Very nice execution! Did you use lidar data to get a height profile?


Thanks @TOLP2!  I use USGS NED 10m.  Although LIDAR has more resolution (I gather) I haven't found its treasure trove.  NED10m is what's freely available on the USGS National Map Server .  However bits of the data come from other sources too; property lines came from county government.

I've done national parks, riverways, states, countries, continents, the moon... wherever I can find data.  I even make up data sometimes: while the USGS will provide landcover data, and there are aerial photos of tree cover, in the farm example, you can tell the forests are synthesized.

(Of the moon, I found elevation data of the surface in a "cylindrical" format (the top and bottoms being lines representing the poles.  I came up with a way to convert it and then carved two hemispheres onto a single model and presented it to a friend who works in space sciences at a local university.  A passing astronomer caught sight of it and stopped to tell him: "That is an unusual piece!  I have seen front and back portrayals of the lunar surface, but NEVER LEFT AND RIGHT!"     Years later I snuck back and divided the data into a different pair and recarved--I think--the near and dark sides...)

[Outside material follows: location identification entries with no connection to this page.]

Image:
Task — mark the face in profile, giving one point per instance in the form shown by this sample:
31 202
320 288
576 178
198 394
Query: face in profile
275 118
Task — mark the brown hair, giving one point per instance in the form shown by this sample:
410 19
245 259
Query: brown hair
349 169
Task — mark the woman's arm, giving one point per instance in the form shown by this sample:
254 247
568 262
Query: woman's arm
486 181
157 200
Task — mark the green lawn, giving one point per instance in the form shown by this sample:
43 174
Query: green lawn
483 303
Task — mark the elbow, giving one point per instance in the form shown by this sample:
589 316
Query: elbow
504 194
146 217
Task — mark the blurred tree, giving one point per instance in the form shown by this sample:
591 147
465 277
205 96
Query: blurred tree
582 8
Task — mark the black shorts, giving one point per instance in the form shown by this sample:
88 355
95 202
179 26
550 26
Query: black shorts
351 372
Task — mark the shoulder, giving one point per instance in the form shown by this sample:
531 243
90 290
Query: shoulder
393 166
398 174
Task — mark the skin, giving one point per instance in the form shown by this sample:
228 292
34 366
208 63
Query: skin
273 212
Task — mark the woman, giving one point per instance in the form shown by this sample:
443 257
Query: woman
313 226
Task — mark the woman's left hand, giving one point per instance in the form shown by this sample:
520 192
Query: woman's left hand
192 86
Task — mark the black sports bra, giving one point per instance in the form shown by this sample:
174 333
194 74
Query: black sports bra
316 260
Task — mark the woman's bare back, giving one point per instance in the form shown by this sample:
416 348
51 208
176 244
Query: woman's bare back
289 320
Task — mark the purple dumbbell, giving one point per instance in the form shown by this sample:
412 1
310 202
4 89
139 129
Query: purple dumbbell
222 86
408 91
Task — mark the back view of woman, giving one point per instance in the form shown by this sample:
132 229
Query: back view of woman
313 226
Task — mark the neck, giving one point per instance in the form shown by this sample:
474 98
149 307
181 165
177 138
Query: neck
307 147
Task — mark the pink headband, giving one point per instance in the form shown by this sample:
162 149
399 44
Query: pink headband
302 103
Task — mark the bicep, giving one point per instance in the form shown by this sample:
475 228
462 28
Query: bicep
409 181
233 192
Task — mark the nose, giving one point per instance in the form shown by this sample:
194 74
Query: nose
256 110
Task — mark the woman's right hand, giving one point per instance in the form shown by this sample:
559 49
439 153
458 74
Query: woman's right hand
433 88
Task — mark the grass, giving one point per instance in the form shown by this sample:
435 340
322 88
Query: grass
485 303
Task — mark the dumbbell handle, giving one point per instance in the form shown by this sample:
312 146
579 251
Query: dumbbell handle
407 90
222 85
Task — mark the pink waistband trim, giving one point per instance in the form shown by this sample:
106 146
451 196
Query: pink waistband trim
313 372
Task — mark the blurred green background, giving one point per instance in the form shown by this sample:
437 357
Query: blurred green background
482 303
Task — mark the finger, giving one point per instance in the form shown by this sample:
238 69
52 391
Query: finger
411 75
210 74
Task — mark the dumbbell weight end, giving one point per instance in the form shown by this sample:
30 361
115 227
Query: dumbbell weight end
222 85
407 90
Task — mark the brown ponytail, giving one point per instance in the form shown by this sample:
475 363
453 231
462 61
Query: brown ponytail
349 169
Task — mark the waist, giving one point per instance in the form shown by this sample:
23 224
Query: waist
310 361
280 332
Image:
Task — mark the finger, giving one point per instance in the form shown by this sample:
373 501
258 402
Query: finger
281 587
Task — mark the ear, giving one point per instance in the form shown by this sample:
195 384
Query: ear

Incidentally, like you, I too noticed right away that "true" to-scale renderings are rejected by the human eye as "too flat!" so I "enhance" the elevations until it "looks right." That same friend at space sciences pointed out that if I rendered roadways on the surface, I could make them infinitely thin, whereas carved as depressions as I had been doing meant they could only be as narrow as the cutter.  I also noticed on my very first models, of my father's and uncle's farms, that without some reference the human eye cannot differentiate one set of bumps from any others, and that roads or coastlines or government boundaries are a welcome addition.